Connecting Athena to an Apache Hive Metastore - Amazon Athena

Connecting Athena to an Apache Hive Metastore

To connect Athena to an Apache Hive metastore, you must create and configure a Lambda function. For a basic implementation, you can perform all required steps starting from the Athena management console.

Note

The following procedure requires that you have permission to create a custom IAM role for the Lambda function. If you do not have permission to create a custom role, you can use the Athena reference implementation to create a Lambda function separately, and then use the AWS Lambda console to choose an existing IAM role for the function. For more information, see Connecting Athena to a Hive Metastore Using an Existing IAM Execution Role.

To connect Athena to a Hive metastore

  1. Open the Athena console at https://console.aws.amazon.com/athena/.

  2. Choose Connect data source.

    
                        Choose Connect data source.
  3. On the Connect data source page, for Choose a metadata catalog, choose Apache Hive metastore.

    
                        Choose Apache Hive metastore.
  4. Choose Next.

  5. On the Connection details page, for Lambda function, choose Configure new AWS Lambda function.

    
                        Choose Configure new AWS Lambda
                            function.

    The AthenaHiveMetastoreFunction page opens in the AWS Lambda console.

    
                        The AthenaHiveMetastoreFunction page in the
                            AWS Lambda console.
  6. Under Application settings, enter the parameters for your Lambda function.

    • LambdaFuncName – Provide a name for the function. For example, myHiveMetastore.

    • SpillLocation – Specify an Amazon S3 location in this account to hold spillover metadata if the Lambda function reponse size exceeds 4MB.

    • HMSUris – Enter the URI of your Hive metastore host that uses the Thrift protocol at port 9083. Use the syntax thrift://<host_name>:9083.

    • LambdaMemory – Specify a value from 128MB to 3008MB. The Lambda function is allocated CPU cycles proportional to the amount of memory that you configure. The default is 1024.

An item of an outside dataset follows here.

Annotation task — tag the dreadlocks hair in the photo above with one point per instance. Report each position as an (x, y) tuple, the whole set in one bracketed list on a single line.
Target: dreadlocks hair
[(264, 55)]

    • LambdaTimeout – Specify the maximum permissible Lambda invocation run time in seconds from 1 to 900 (900 seconds is 15 minutes). The default is 300 seconds (5 minutes).

    • VPCSecurityGroupIds – Enter a comma-separated list of VPC security group IDs for the Hive metastore.

    • VPCSubnetIds – Enter a comma-separated list of VPC subnet IDs for the Hive metastore.

  7. On the bottom right of the Application details page, select I acknowledge that this app creates custom IAM roles, and then choose Deploy.

    
                        Deploying the Lambda function app from the AWS Lambda
                            console.

    When the deployment completes, your function appears in your list of Lambda applications. Now that the Hive metastore function has been deployed to your account, you can configure Athena to use it.

    
                        A Lambda Hive metastore app in the AWS Lambda console.
  8. Return to the Connection details page of the Data Sources tab in the Athena console.

  9. Choose the Refresh icon next to Choose Lambda function. Refreshing the list of available functions causes your newly created function to appear in the list.

    
                        Choose Refresh.
  10. Now that your Lambda function is available, choose it.

    
                        Choose the Lambda function that you created.

    A new Lambda function ARN entry shows the ARN of your Lambda function.

    
                        Lambda function ARN.
  11. For Catalog name, enter a unique name that you will use in your SQL queries to reference the data source. The name can be up to 127 characters long and must be unique within your account. It cannot be changed after creation. Valid characters are a-z, A-z, 0-9, _(underscore), @(ampersand), and -(hyphen). The names awsdatacatalog, hive, jmx, and system are reserved by Athena and cannot be used for custom catalog names.

  12. (Optional) For Description, enter text that describes your data catalog.

  13. Choose Connect. This connects Athena to your Hive metastore catalog.

    The Data sources page shows a list of your connected catalogs, including the catalog that you just connected. All registered catalogs are visible to all users in the same Amazon Web Services account.

    
                        The Data sources page shows your connected
                            catalogs.
  14. You can now use the Catalog name that you specified to reference the Hive metastore in your SQL queries. In your SQL queries, use the following example syntax, replacing hms-catalog-1 with the catalog name that you specified earlier.

    SELECT * FROM hms-catalog-1.CustomerData.customers;
  15. To view, edit, or delete the data sources that you create, see Managing Data Sources.